As seen here, Big Data can be evaluated to gain information about customer needs and desires, but it can also provide an understanding of internal business activities, both in the back office and the front office. RPA can provide data analytics on the number of transactions software robots have completed and the time taken to do so; the transactions that generated exceptions; and required human intervention, as well as the time needed to finishing running current tasks.
While the knowledge gleaned from Big Data by RPA is, of course, useful, it becomes exponentially valuable for organizations when acted upon. In a whitepaper by Digital Intelligence Systems, a global staffing and IT consulting company, it’s suggested that “the use of big data analytics through proper RPA installations can pinpoint actionable tasks for improvement and optimization. Turning large amounts of raw data into understandable patterns for institution decision-making is where the true beauty of RPA is discovered.”

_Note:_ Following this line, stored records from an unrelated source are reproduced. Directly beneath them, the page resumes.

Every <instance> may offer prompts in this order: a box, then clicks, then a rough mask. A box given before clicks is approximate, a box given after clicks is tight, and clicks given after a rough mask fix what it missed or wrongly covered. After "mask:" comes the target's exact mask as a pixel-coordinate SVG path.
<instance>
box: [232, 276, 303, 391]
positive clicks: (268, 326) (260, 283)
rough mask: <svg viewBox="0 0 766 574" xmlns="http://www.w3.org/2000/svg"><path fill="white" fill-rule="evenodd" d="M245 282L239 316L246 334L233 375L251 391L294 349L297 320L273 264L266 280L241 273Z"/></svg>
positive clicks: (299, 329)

Only through responding to this uncovered information can companies leverage the benefits of automation and advanced data process and analysis.
Why This Matters?
Automation, such as the kind provided via RPA, is one of the avenues through which Big Data can become valuable and transformative. With the information provided from Big Data and the analytics provided by RPA, it becomes exponentially easier for companies to gain insight about customers, business patterns, industry trends, and internal workings. By exercising some initiative in response to RPA combined with Big Data, companies can use the insights gained to make business processes more efficient, thereby saving time and increasing accuracy. Further, by gaining a more robust understand of customers, companies will also be able to offer services in a more targeted and personalized way, thus ensuring a more viable, competitive business platform.
While the process of analyzing data and applying these new insights to current business activities is still dependent on human direction, the relationship formed by merging RPA and Big Data is incredibly beneficial. RPA is currently one of the best tools that can be used to extract insights from Big Data in order to substantially reduce process bottlenecks and increase optimization of business outcomes.